Subscription Required. Please recommend JoVE to your librarian.
Disclosures
Çıkar çatışması ilan etti.
Acknowledgments
Yazarlar Land Baden-Württemberg ve Europäische Birliği Europäischer Fonds für die regionale Entwicklung ederim - fon ZAFH-PHOTON n, herhangi bir fon araştırma bursu için Bundesministerium für Bildung und Forschung (BMBF) için. 1792C08 yanı sıra proje "Aurami" finansmanı için Baden-Württemberg-Stiftung GmbH.
Materials
| Name | Company | Catalog Number | Comments |
| Incubator | Nunc | Nunc Cellstar QM1300SVBA |
|
| Laminar flow | Holten Safe | S2010 1.2 EN GG 1LN | |
| DMEM + 10%FCS + 1 % Penicillin / Streptomycin | BIOCHROM | Cultivation medium | |
| Glass object slides | Marienfeld | Pure white glass | Special cleaning procedure used |
| 6-dodecanoyl-2-dimethylamino naphthalene (laurdan) | Molecular Probes | Fluorescent marker (Stock solution: 2 mM in ethanol) | |
| Microscope | Carl Zeiss | Axioplan 1 | |
| Laser diode | PicoQuant | LDH 400 with driver PDL 800-B | Wavelength: 391 nm |
| Single mode fiber system | Point Source | kineFlex | Used with collimating optics |
| EMCCD camera | Andor | DV887DC | Back illuminated camera |
References
- Gingell, D., Todd, I. Interference reflection microscopy: a quantitative theory of image interpretation and its application to cell-substratum separation measurement. Biophys. J. 26, 507-526 (1979).
- Reichert, W. M., Truskey, G. A. Total internal reflection fluorescence (TIRF) microscopy (I) Modelling cell contact region fluorescence. J. Cell Sci. 96, 219-230 (1990).
- Stock, K., Sailer, R., Strauss, W. S. L., Lyttek, M., Steiner, R., Schneckenburger, H. Variable-angle total internal reflection fluorescence microscopy (VA-TIRFM): realization and application of a compact illumination device. J. Microsc. 211, 19-29 (2003).
- Wagner, M., Weber, P., Strauss, W. S. L., Lassalle, H. -P., Schneckenburger, H. Nanotomography of cell surfaces with evanescent fields. Adv. Opt. Technol. 2008, 254317 (2008).

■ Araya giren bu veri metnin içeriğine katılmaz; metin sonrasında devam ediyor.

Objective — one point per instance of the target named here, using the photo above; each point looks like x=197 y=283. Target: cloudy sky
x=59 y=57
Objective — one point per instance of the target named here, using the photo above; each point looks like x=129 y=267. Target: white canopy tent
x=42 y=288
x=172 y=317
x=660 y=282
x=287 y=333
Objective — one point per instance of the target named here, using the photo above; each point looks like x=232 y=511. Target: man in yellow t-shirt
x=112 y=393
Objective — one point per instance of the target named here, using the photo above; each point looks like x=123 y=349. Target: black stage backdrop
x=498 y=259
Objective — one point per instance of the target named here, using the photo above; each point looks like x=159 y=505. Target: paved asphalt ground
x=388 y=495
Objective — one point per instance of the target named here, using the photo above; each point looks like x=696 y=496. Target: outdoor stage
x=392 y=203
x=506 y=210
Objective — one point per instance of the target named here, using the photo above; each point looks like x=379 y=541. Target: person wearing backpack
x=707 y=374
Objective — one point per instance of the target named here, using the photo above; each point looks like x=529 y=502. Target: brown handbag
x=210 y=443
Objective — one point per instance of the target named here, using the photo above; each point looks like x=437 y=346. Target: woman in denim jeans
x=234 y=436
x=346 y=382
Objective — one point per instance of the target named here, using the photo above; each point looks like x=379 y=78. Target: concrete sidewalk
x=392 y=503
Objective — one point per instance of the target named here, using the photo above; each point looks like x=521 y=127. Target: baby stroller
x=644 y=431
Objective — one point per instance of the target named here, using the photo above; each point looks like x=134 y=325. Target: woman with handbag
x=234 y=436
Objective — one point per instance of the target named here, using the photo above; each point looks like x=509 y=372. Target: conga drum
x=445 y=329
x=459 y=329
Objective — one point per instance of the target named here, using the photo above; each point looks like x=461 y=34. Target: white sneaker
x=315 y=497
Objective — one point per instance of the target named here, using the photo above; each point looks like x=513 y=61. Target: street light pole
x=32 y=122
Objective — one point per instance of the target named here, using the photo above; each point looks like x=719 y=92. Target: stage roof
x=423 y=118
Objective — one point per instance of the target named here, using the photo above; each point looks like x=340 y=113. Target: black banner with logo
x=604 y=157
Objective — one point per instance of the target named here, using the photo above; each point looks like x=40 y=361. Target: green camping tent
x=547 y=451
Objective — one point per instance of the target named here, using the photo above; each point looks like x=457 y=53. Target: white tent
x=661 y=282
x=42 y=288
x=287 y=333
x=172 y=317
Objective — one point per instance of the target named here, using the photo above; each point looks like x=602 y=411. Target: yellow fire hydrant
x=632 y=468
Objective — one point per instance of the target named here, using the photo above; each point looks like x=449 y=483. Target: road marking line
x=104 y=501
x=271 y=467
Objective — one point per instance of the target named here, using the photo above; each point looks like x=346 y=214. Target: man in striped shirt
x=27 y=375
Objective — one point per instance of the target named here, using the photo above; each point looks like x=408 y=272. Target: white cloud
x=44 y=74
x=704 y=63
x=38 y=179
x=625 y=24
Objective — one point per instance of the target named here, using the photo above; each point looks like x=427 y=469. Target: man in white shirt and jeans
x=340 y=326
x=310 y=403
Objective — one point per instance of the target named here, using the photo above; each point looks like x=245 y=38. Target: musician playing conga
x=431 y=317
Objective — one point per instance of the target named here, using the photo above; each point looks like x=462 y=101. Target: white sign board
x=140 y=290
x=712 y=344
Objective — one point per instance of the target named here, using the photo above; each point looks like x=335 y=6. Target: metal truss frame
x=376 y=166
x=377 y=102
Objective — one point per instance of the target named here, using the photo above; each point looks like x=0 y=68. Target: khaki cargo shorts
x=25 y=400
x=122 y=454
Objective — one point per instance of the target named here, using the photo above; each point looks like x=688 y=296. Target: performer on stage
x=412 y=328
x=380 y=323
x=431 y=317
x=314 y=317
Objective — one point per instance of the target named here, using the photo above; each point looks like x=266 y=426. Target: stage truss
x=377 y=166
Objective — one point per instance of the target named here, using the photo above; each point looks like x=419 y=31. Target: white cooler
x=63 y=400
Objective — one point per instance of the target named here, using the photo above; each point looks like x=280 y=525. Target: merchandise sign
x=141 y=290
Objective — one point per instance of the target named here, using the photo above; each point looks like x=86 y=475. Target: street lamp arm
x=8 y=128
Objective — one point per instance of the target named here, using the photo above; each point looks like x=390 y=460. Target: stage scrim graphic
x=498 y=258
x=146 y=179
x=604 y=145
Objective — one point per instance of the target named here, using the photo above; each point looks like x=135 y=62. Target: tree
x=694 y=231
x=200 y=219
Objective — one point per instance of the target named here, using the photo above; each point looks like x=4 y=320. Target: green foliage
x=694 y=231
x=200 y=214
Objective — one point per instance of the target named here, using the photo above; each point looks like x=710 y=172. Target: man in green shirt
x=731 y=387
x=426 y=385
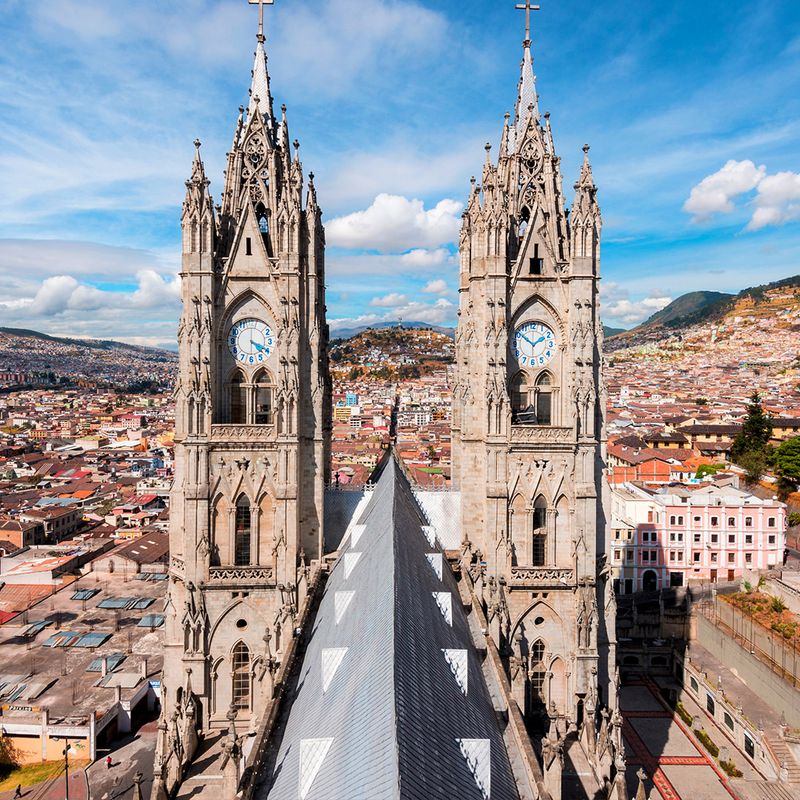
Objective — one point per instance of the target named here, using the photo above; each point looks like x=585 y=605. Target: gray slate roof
x=389 y=723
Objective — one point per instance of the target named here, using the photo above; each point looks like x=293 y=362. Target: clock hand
x=532 y=344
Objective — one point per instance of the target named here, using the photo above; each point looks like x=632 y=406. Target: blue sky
x=692 y=110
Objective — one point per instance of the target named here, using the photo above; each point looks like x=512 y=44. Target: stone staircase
x=765 y=790
x=785 y=757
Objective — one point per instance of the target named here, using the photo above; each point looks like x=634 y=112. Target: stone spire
x=197 y=218
x=585 y=220
x=527 y=99
x=260 y=95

- Lassalle, H. -P., Baumann, H., Strauss, W. S. L., Schneckenburger, H. Cell-substrate topology upon ALA-PDT using variable-angle total internal reflection fluorescence microscopy (VA-TIRFM). J. Environ. Pathol. Toxicol Oncol. 26, 83-88 (2007).

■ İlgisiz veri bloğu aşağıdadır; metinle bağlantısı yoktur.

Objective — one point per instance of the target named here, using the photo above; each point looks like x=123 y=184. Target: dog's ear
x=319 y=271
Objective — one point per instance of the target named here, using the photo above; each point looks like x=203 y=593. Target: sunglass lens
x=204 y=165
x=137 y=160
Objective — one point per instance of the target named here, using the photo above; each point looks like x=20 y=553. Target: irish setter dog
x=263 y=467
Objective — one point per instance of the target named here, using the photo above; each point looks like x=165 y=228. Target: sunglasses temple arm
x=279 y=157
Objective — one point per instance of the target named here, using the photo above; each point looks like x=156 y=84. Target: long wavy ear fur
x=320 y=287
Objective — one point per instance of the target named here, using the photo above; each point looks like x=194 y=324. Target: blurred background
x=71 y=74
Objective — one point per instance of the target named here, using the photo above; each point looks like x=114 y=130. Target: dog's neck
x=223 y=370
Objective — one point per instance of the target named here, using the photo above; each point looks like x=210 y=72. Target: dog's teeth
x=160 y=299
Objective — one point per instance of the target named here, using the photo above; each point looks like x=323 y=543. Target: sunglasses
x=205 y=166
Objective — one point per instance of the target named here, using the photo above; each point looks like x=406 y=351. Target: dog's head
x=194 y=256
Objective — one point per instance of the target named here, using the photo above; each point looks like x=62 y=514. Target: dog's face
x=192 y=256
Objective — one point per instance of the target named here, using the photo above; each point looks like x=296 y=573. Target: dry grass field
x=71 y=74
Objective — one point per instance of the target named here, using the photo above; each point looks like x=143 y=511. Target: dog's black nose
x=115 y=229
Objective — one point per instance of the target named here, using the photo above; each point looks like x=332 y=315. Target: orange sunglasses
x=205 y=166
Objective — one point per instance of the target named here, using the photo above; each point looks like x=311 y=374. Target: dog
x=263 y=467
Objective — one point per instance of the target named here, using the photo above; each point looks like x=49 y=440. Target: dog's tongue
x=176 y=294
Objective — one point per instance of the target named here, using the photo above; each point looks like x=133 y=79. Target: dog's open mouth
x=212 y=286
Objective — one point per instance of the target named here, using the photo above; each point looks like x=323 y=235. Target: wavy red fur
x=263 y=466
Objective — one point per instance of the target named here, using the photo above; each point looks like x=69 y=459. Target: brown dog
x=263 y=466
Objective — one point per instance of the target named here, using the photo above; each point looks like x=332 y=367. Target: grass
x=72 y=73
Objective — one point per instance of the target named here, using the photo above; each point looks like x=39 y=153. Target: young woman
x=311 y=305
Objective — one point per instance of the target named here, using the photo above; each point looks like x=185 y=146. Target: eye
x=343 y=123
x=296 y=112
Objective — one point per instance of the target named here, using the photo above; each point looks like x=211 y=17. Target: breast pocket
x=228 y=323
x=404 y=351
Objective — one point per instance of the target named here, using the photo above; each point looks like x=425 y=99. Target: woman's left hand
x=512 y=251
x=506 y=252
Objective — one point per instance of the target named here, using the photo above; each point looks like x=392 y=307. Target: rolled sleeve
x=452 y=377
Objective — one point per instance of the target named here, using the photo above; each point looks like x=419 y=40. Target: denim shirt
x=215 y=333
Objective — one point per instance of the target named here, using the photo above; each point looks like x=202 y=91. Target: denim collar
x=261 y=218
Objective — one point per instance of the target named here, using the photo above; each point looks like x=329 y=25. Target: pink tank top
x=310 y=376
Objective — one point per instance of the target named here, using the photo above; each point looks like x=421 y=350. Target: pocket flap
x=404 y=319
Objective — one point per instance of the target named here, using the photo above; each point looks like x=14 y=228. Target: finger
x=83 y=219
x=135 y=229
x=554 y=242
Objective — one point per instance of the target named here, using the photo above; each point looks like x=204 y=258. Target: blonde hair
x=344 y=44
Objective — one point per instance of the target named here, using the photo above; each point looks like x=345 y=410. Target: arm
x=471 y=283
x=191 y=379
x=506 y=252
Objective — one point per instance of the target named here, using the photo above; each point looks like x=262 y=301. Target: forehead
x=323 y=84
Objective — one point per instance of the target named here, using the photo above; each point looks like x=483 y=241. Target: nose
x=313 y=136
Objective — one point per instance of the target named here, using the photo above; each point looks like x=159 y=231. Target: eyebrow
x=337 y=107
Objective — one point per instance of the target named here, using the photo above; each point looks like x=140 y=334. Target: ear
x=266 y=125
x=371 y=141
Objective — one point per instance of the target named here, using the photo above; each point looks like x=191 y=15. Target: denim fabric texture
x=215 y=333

- Coates, C. G., Denvir, D. J., McHale, N. G., Thornbury, K. D., Hollywood, M. A. Optimizing low-light microscopy with back-illuminated electron multiplying charge-coupled device: enhanced sensitivity, speed and resolution. J. Biomed. Opt. 9, 1244-1252 (2004).

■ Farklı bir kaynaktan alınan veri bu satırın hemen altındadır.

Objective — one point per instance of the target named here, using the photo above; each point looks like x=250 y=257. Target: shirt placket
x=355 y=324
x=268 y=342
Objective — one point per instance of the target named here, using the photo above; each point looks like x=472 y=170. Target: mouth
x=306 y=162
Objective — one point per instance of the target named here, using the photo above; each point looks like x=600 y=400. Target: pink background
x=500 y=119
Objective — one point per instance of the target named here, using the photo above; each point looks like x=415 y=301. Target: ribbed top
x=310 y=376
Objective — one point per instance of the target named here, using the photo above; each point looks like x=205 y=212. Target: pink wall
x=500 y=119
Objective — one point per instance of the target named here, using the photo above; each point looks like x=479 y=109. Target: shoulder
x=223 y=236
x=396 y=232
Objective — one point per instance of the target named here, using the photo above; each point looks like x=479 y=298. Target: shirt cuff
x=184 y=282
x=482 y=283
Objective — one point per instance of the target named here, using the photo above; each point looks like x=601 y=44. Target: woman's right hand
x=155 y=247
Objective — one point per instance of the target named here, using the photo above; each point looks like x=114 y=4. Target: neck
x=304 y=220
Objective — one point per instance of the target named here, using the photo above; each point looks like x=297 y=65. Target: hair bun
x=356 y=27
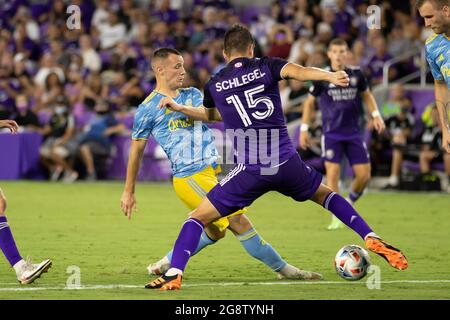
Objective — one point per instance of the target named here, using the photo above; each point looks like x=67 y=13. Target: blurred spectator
x=280 y=39
x=48 y=65
x=22 y=75
x=431 y=150
x=24 y=116
x=93 y=89
x=96 y=142
x=9 y=88
x=377 y=62
x=46 y=95
x=399 y=131
x=91 y=59
x=59 y=143
x=397 y=100
x=112 y=31
x=312 y=155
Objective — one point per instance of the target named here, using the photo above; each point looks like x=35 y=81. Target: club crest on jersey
x=329 y=154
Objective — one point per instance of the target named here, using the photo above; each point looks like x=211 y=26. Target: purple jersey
x=341 y=107
x=247 y=96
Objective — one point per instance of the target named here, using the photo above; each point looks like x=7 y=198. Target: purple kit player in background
x=341 y=109
x=246 y=94
x=26 y=271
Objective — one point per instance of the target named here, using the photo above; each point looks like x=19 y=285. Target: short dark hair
x=237 y=38
x=337 y=42
x=163 y=53
x=440 y=3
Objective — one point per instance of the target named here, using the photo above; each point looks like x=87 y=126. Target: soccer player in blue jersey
x=190 y=148
x=341 y=109
x=26 y=271
x=437 y=16
x=247 y=96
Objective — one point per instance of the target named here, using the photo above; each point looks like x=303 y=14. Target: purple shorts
x=354 y=148
x=243 y=186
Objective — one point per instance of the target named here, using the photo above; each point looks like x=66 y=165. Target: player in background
x=247 y=96
x=437 y=16
x=193 y=155
x=341 y=109
x=26 y=271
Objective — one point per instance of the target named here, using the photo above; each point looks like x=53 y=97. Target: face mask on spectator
x=60 y=109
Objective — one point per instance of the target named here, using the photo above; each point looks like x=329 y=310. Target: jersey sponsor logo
x=175 y=124
x=329 y=154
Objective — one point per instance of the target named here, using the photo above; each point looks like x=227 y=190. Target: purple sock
x=186 y=243
x=7 y=243
x=345 y=212
x=354 y=196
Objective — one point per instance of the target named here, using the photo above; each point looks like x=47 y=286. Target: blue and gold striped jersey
x=188 y=144
x=438 y=57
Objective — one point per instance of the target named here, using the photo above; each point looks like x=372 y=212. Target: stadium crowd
x=80 y=86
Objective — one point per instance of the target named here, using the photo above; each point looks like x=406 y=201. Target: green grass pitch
x=82 y=225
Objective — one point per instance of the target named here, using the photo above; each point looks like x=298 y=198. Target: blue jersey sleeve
x=435 y=71
x=275 y=65
x=197 y=97
x=142 y=124
x=315 y=89
x=208 y=101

- Gustafsson, M. G. L., Shao, L., Carlton, P. M., Wang, C. J. R., Golubovskaya, I. N., Cande, W. Z., Agard, D. A., Sedat, J. W. Three-dimensional resolution doubling in wide-field fluorescence microscopy by structured illumination. Biophys. J. 94, 4957-4970 (2008).
- Betzig, E., Patterson, G. H., Sougrat, R., Lindwasser, O. W., Olenych, S., Bonifacino, J. S., Davidson, M. W., Lippincott-Schwartz, J., Hess, H. F. Imaging intracellular fluorescent proteins at nanometer resolution. Science. 313, 1642-1645 (2006).
- Hess, S. T., Girirajan, T. P. K., Mason, M. D. Ultra-high resolution imaging by fluorescence photoactivation localization microscopy. Biophys. J. 91, 4258-4272 (2006).
- Rust, M. J., Bates, M., Zhuang, X. Sub-diffraction-limit imaging by stochastic optical reconstruction microscopy (STORM). Nat. Meth. 3, 793-796 (2006).
- Willig, K. I., Harke, B., Medda, R., Hell, S. W. STED microscopy with continuous wave beams. Nat. Meth. 4, 915-918 (2007).
- Schneckenburger, H., Wagner, M., Weber, P., Bruns, T., Richter, V., Strauss, W. S. L., Wittig, R. Multi-Dimensional Fluorescence Microscopy of Living Cells. J. Biophotonics. 3, 143-149 (2011).
- Dougherty, T. J. Photosensitizers: therapy and detection of malignant tumours. Photochem. Photobiol. 45, 879-889 (1987).
- Axelrod, D. Cell-substrate contacts illuminated by total internal reflection fluorescence. J. Cell Biol. 89, 141-145 (1981).
- Ölveczky, B. P., Periasamy, N., Verkman, A. S. Mapping fluorophore distribution in three dimensions by quantitstive multiple angle total internal reflection fluorescence microscopy. Biophys. J. 73, 2836-2847 (1997).
- Axelrod, D. Selective imaging of surface fluorescence with vry high aperture microscope objectives. J. Biomed. Opt. 6, 6-13 (2001).
- Schneckenburger, H. Total internal reflection microscopy: technical innovations and novel applications. Curr. Opin. Biotechnol. 16, 13-18 (2005).